Even with optimal therapy, many patients with migraine obtain only partial relief and could benefit from prophylactic therapy. The long-term use of common prophylactic agents, such as beta blockers, valproate and nonsteroidal anti-inflammatory drugs, is limited by adverse effects. This situation has prompted the search for new agents to reduce the number and severity of migraine attacks. Based on observational and anecdotal evidence, patients taking lisinopril for hypertension were believed to have fewer migraine attacks. Schrader and colleagues conducted a randomized, placebo-controlled, crossover study to examine the prophylactic effect of lisinopril on migraine.

Participants 18 to 60 years of age who met International Headache Society criteria for migraine were recruited from an outpatient clinic and through local newspaper advertising. Participants had to report having two to six migraine episodes per month for at least one year beginning before the age of 50. Exclusion criteria included use of prophylactic medications, pregnancy or lack of contraception, decreased hepatic or renal function, or contraindication to the study medication.
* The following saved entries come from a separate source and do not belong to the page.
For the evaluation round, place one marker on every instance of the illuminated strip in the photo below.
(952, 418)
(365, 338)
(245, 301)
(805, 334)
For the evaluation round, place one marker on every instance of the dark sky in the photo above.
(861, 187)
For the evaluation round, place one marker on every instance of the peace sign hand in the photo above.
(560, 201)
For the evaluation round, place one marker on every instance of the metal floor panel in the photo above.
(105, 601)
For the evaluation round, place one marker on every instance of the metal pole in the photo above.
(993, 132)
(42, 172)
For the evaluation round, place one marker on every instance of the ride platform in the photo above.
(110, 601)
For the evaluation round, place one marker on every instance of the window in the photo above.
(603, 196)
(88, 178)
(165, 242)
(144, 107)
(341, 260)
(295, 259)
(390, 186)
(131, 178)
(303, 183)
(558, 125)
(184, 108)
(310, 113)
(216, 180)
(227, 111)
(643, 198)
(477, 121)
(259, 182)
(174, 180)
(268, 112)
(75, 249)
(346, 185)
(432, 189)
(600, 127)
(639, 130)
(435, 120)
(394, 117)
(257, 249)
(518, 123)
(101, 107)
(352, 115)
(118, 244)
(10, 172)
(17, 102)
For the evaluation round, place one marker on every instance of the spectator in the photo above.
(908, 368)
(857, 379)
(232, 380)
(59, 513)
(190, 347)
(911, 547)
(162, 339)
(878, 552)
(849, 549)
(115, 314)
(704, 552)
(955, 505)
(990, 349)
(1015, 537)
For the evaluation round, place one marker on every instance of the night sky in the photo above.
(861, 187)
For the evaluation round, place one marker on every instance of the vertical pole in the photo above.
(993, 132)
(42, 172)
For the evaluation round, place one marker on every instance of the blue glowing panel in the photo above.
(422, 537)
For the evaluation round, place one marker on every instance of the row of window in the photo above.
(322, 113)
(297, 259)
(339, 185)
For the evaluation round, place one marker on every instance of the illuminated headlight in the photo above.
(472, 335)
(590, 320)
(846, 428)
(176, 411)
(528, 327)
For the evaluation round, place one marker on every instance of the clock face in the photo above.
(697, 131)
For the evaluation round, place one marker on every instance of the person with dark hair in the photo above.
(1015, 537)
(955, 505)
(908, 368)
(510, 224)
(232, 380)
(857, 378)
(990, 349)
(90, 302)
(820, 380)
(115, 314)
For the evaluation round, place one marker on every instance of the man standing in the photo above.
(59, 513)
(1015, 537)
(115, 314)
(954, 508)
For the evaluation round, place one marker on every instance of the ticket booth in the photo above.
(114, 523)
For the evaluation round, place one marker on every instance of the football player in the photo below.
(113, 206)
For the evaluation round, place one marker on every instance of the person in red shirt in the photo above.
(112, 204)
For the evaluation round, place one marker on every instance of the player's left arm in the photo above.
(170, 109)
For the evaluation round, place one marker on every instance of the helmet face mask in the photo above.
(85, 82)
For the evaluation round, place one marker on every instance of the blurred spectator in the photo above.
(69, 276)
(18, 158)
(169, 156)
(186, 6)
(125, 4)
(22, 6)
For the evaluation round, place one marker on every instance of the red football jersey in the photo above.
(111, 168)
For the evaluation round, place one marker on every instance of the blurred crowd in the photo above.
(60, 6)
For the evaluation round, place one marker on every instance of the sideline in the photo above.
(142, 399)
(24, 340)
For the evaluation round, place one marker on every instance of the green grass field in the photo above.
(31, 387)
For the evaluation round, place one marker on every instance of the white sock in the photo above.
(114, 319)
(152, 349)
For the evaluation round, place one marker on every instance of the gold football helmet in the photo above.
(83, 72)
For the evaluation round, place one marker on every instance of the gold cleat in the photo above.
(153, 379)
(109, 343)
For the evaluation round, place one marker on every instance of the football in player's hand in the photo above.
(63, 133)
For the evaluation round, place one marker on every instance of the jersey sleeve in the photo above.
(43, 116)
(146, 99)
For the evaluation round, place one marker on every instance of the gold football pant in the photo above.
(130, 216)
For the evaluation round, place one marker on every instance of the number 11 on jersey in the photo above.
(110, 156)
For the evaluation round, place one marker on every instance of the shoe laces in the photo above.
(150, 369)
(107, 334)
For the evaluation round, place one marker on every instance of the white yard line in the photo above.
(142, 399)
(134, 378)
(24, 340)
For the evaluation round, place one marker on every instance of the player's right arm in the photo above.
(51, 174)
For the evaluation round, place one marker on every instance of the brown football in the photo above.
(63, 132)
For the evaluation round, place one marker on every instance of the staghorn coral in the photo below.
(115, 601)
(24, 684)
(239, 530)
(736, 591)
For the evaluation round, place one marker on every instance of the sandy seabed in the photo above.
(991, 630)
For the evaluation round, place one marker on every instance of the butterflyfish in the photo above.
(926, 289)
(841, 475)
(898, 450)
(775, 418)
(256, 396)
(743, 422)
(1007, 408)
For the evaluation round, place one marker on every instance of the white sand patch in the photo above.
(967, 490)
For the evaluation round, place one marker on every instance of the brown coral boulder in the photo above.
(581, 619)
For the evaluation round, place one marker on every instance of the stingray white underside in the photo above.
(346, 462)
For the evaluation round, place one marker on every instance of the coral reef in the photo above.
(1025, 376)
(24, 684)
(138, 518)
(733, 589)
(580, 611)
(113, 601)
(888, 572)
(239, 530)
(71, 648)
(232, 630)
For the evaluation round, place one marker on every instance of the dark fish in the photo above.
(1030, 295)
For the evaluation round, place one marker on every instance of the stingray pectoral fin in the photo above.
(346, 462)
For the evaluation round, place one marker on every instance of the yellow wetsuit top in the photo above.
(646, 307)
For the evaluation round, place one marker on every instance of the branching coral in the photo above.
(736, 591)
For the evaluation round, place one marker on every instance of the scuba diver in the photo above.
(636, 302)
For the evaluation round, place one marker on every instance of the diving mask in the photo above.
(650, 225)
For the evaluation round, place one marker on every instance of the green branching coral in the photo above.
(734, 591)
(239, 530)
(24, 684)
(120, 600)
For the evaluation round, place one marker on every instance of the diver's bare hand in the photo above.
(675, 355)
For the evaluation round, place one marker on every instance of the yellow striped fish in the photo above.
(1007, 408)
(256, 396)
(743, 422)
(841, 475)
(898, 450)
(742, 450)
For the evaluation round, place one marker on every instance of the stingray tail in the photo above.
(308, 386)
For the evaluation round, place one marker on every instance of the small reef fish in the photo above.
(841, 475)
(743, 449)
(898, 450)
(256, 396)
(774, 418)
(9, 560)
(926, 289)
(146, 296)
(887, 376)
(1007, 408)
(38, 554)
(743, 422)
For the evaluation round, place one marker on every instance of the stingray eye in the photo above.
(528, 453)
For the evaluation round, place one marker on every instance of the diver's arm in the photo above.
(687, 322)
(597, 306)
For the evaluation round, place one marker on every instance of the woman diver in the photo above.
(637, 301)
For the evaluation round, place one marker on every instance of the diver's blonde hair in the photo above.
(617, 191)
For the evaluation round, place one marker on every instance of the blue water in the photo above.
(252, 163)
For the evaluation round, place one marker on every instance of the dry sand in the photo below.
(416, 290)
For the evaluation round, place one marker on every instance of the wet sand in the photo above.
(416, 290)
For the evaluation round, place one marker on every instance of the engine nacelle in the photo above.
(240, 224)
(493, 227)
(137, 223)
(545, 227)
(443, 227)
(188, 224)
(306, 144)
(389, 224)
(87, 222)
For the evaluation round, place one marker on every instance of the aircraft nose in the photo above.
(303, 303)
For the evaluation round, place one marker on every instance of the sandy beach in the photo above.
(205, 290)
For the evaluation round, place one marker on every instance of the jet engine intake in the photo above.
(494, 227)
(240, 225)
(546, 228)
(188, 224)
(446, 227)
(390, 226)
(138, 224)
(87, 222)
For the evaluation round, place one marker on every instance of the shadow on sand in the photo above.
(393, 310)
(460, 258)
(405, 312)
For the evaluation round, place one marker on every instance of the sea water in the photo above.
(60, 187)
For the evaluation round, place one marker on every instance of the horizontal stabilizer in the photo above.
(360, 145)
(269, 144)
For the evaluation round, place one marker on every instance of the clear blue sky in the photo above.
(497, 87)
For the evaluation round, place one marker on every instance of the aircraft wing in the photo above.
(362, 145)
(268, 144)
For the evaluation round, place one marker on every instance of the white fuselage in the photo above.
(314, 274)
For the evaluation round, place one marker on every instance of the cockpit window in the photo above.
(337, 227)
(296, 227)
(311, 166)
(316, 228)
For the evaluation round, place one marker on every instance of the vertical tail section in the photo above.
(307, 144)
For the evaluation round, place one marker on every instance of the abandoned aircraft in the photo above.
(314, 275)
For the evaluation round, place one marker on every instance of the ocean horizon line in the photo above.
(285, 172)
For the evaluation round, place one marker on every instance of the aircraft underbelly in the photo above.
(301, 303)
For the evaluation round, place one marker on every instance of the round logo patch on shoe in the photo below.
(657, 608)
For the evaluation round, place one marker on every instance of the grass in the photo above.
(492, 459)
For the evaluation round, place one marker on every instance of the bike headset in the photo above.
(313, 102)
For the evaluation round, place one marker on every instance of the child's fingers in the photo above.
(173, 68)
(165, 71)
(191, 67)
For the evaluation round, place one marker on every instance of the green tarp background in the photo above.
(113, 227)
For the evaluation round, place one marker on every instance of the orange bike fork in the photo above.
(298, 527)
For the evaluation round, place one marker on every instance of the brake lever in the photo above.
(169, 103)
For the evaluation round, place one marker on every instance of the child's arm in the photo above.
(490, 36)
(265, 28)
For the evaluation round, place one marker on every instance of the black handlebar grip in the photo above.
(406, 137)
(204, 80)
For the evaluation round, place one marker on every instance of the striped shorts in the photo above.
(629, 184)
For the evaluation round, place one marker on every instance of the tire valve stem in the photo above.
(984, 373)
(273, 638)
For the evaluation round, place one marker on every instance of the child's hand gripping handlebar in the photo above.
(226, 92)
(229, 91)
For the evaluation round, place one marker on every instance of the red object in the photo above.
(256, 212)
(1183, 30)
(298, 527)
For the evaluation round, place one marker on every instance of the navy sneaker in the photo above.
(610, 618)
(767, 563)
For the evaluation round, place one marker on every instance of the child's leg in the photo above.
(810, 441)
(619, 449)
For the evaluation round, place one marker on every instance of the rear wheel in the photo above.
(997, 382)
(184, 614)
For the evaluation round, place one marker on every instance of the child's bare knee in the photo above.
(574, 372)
All participants kept a symptom diary for a four-week placebo run-in period to establish the number and characteristics of migraine attacks. The 60 participants were then randomly assigned to treatment with lisinopril or an identical placebo for 12 weeks. Participants treated with lisinopril were given one 10-mg dose per day for one week, then two 10-mg doses per day for 11 weeks. Participants treated with placebo followed a similar regimen. Following a second placebo “wash-out” period of two weeks, the treatments were reversed for each patient for an additional 12 weeks. Throughout the study, participants kept a daily symptom diary and completed a quality-of-life questionnaire. Outcomes measured included the number of days and hours of headache, headache severity, use of medications and time lost from work. Participants were also asked about the acceptability of treatment.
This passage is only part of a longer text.